BAB I
PENDAHULUAN
A.
Latar
Belakang
Secara umum kematian merupakan hak yang
wajar, Kematian tidak dapat dipisahkan dari kehidupan manusia, dan tidak ada
yang mampu menghindarinya. Masalah kematian membebani manusia dari awal kelahirannya
sebagaimana diungkapkan filsuf Martin Heidegger (1889-1976) setelah seseorang
lahir, tumbuh menjadi remaja, tua, sakit dan pada akhirnya mengalami kematian
(dalam buku Priastana, 2000:177).
Kematian dialami oleh semua orang di
dunia ini, tidak ada yang tidak mengalami kematian. Kematian datang kapan saja
dan dimana saja. Seseorang tidaak dapat terhindar dari kematian. Dalam agama
buddha terdapat banyak perspektif tentang kematian, baik di dalam sutta,
abhidhamma dan khotbah-khotbah sang buddha lainnya. Dalam
Anguttara Nikaya IV,184 ada empat jenis manusia yang takut dan gentar akan
kematian, antara lain:
1.
Orang
yang tidak bebas dari nafsu kesenangan indera
2.
Orang
yang tidak bebas dari nafsu terhadap tubuh
3.
Orang
yang tidak melakukan yang bajik dan bermanfaat, tetapi melakukan yang jahat,
kejam dan buruk
4.
Orang
yang bingung dan ragu terhadap Dhamma
Jadi,
menurut ajaran Buddha selama manusia masih melekat kepada kesenangan indera dan
tubuh, banyak melakukan kejahatan serta ragu-ragu terhadap Realitas Kebenaran (Dhamma)

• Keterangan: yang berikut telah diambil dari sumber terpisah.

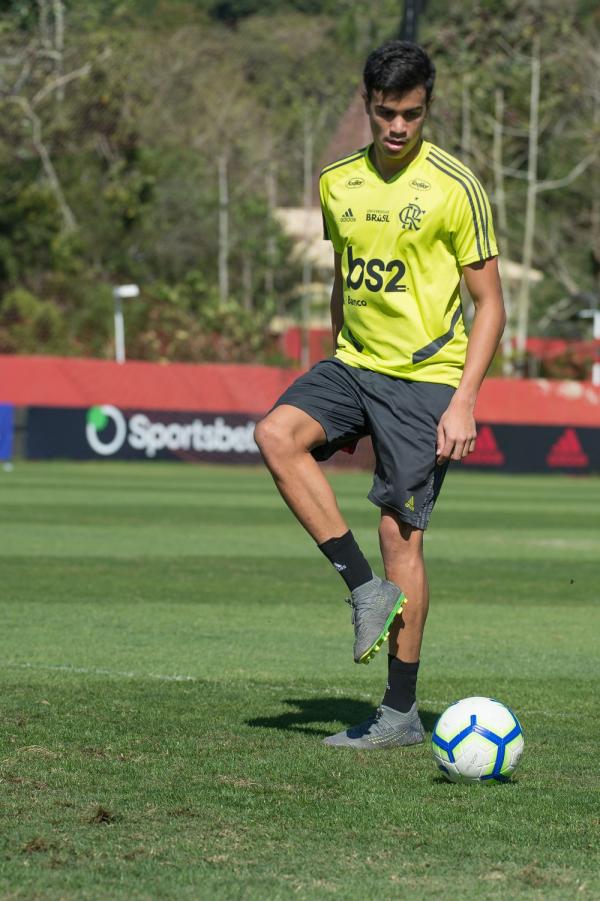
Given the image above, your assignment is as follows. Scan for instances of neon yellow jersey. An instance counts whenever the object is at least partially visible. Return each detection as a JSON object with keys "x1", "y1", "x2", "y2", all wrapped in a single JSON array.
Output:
[{"x1": 320, "y1": 141, "x2": 498, "y2": 386}]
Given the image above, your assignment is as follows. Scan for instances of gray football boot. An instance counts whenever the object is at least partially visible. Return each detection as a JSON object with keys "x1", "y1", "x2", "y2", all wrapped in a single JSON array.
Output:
[
  {"x1": 323, "y1": 703, "x2": 425, "y2": 751},
  {"x1": 346, "y1": 576, "x2": 406, "y2": 663}
]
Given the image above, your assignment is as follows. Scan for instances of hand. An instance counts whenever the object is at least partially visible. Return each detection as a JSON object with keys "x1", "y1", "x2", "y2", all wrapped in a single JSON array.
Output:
[{"x1": 436, "y1": 403, "x2": 477, "y2": 464}]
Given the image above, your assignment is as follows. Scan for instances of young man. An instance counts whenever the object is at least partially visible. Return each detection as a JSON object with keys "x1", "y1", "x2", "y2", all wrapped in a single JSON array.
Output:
[{"x1": 256, "y1": 41, "x2": 505, "y2": 749}]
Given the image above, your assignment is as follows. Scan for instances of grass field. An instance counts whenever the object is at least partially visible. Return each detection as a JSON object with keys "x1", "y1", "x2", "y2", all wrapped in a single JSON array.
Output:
[{"x1": 0, "y1": 463, "x2": 600, "y2": 899}]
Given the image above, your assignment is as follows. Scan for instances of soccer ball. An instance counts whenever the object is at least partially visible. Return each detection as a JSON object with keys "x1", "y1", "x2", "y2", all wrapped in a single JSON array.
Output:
[{"x1": 431, "y1": 698, "x2": 524, "y2": 782}]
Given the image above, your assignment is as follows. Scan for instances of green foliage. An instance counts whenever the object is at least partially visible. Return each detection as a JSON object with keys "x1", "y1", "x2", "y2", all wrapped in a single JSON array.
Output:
[
  {"x1": 0, "y1": 0, "x2": 600, "y2": 359},
  {"x1": 0, "y1": 288, "x2": 68, "y2": 354}
]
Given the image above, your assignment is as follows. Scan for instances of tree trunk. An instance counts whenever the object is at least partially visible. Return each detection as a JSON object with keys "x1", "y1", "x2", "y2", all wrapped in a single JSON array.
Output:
[
  {"x1": 265, "y1": 162, "x2": 277, "y2": 297},
  {"x1": 217, "y1": 156, "x2": 229, "y2": 306},
  {"x1": 492, "y1": 88, "x2": 514, "y2": 376},
  {"x1": 300, "y1": 110, "x2": 314, "y2": 369},
  {"x1": 517, "y1": 35, "x2": 540, "y2": 363}
]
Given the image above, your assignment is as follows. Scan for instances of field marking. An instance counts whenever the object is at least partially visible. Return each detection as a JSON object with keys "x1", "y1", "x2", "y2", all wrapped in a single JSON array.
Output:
[
  {"x1": 0, "y1": 662, "x2": 197, "y2": 682},
  {"x1": 0, "y1": 661, "x2": 579, "y2": 719}
]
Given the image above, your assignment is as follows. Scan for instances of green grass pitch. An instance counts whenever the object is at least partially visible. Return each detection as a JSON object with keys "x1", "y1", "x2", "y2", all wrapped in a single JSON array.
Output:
[{"x1": 0, "y1": 463, "x2": 600, "y2": 901}]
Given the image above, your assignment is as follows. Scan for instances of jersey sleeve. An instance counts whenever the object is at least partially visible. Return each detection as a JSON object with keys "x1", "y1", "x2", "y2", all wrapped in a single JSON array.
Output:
[
  {"x1": 450, "y1": 175, "x2": 498, "y2": 266},
  {"x1": 319, "y1": 177, "x2": 343, "y2": 253}
]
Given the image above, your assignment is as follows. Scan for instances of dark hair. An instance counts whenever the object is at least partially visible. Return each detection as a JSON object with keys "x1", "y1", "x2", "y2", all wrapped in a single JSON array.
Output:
[{"x1": 363, "y1": 41, "x2": 435, "y2": 103}]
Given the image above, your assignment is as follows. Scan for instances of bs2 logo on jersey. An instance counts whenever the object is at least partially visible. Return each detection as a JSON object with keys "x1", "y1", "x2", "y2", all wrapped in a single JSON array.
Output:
[{"x1": 346, "y1": 244, "x2": 406, "y2": 294}]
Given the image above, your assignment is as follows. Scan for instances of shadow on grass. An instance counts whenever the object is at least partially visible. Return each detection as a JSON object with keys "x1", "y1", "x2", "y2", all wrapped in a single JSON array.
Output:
[{"x1": 246, "y1": 698, "x2": 440, "y2": 736}]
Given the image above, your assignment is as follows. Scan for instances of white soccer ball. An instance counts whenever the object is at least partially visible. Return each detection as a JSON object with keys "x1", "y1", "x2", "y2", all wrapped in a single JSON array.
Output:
[{"x1": 431, "y1": 698, "x2": 524, "y2": 782}]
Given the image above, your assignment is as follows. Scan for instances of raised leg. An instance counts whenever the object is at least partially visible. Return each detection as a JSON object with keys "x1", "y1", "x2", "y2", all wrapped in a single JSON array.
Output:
[
  {"x1": 379, "y1": 509, "x2": 429, "y2": 663},
  {"x1": 255, "y1": 404, "x2": 348, "y2": 544}
]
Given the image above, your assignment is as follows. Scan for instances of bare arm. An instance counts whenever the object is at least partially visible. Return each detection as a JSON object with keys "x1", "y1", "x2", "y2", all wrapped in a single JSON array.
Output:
[
  {"x1": 331, "y1": 252, "x2": 344, "y2": 353},
  {"x1": 437, "y1": 257, "x2": 506, "y2": 463}
]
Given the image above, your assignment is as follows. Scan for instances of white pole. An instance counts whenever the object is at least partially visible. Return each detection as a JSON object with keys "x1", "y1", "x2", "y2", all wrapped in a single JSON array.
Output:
[
  {"x1": 115, "y1": 292, "x2": 125, "y2": 363},
  {"x1": 592, "y1": 310, "x2": 600, "y2": 385},
  {"x1": 113, "y1": 285, "x2": 140, "y2": 363}
]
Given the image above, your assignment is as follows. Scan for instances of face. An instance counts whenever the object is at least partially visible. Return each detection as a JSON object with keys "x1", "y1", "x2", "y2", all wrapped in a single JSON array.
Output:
[{"x1": 365, "y1": 85, "x2": 428, "y2": 164}]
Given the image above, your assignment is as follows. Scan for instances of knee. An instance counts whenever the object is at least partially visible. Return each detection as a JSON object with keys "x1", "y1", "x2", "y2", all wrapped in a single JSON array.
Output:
[
  {"x1": 379, "y1": 515, "x2": 423, "y2": 565},
  {"x1": 254, "y1": 414, "x2": 291, "y2": 462}
]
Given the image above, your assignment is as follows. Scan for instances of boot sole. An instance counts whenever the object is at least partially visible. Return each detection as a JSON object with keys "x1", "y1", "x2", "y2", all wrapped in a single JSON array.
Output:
[{"x1": 354, "y1": 594, "x2": 407, "y2": 665}]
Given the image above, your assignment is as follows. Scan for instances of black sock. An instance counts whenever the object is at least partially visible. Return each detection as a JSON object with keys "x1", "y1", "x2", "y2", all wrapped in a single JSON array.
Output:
[
  {"x1": 381, "y1": 655, "x2": 419, "y2": 713},
  {"x1": 318, "y1": 531, "x2": 373, "y2": 591}
]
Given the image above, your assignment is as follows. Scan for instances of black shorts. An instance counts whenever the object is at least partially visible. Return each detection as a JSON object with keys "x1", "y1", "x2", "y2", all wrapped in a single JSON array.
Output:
[{"x1": 275, "y1": 359, "x2": 454, "y2": 529}]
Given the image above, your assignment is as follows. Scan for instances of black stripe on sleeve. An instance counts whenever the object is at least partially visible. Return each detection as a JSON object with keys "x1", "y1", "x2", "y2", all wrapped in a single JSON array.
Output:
[
  {"x1": 427, "y1": 153, "x2": 485, "y2": 260},
  {"x1": 413, "y1": 303, "x2": 462, "y2": 363},
  {"x1": 319, "y1": 147, "x2": 367, "y2": 178},
  {"x1": 435, "y1": 147, "x2": 492, "y2": 256}
]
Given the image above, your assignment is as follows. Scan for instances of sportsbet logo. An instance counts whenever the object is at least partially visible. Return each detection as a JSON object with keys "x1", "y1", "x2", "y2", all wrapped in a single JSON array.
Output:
[
  {"x1": 85, "y1": 404, "x2": 127, "y2": 457},
  {"x1": 85, "y1": 404, "x2": 258, "y2": 457}
]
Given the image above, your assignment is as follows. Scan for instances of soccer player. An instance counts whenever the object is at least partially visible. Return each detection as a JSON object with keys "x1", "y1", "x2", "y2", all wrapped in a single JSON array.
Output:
[{"x1": 256, "y1": 41, "x2": 505, "y2": 749}]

ketika akan meninggal akan dihantui oleh ketakutan.
Sedangkan,
Konsep keaatian menurut abhidhamma adalah Manusia terdiri dari
kombinasi antara jasmani dan batin (nama/rupa), hubungan jasmani dan batin
bagaikan hubungan erat antara bunga dan bau. jasmani sebagai bunga dan bau
sebagai batin.sedangkan kematian hanya merupakan pemisahan antara dua faktor
ini. Jika kombinasi
jasmani dan batin terpisah, jasmani dan batin tidak lenyap, jasmani akan berproses manjadi
lapuk, jasmani atau materi
akan terurai menjadi zat padat , cair, dan gas.
Dalam
kehidupan sehari-hari kita lebih menekankan konsep kematian menurut abhidhamma.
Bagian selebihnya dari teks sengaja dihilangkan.